OMRF postdoc receives national aging Award

OMRF postdoc receives national aging Award

Program Chair Holly Van Remmen, Ph.D. (left) and Oklahoma Medical Research Foundation scientist Rizwan Qaisar.

Oklahoma Medical Research Foundation scientist Rizwan Qaisar has been awarded an Irene Diamond Fund/AFAR Postdoctoral Transition Award in Aging.
The award, presented by the American Federation for Aging Research (AFAR) with support from the Irene Diamond Fund, will provide $120,000 in flexible transitional funding to Qaisar, who is researching age-related muscle loss called sarcopenia at OMRF. Postdocs are individuals conducting research after finishing their doctoral studies and are pursuing further training and a well-defined career path.
AFAR is a leading nonprofit dedicated to advancing healthy aging through biomedical research. The goal of this program, according to AFAR, is to provide portable and flexible transitional funding for senior postdoctoral fellows as they develop and negotiate for faculty positions and research programs. The award provides full-time research training and grant support.
Founded in 1981, AFAR has awarded more than $175 million in grants to investigators and students across the U.S., Ireland, Israel, Italy and the United Kingdom.
“By giving these postdoctoral fellows this extra boost at a critical moment in their career path, AFAR is helping create a research pipeline that is essential to advancing better therapies for age-related diseases and discoveries that will help us all live healthier and longer,” said Jeremy Walston, M.D., Chair of the 2017 Selection Committee for the Irene Diamond Fund/AFAR Postdoctoral Transition Awards in Aging.
At OMRF, Qaisar works in the Aging and Metabolism Research Program with under the guidance of Program Chair Holly Van Remmen, Ph.D. looking specifically at the role of oxidative stress, or free radicals, in the long-term deterioration of muscle.

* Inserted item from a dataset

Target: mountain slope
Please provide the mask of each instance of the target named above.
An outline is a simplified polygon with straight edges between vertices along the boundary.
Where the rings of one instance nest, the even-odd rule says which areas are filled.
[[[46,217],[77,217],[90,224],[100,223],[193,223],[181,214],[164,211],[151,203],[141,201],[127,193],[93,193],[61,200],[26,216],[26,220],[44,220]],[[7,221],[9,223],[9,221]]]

Qaisar researches potential interventions for the disease pathways for sarcopenia, specifically the activation of the SERCA ATPase.
Qaisar earned his Ph.D. at the University of Uppsala, Sweden. His academic focus was looking at the mechanisms of muscle aging, and evaluating potential therapies to counter age-related weakness and muscle loss.
“I am extremely grateful and honored to receive this award,” said Qaisar. “This funding will provide me with a real opportunity to push my research forward and make a difference for our aging population.”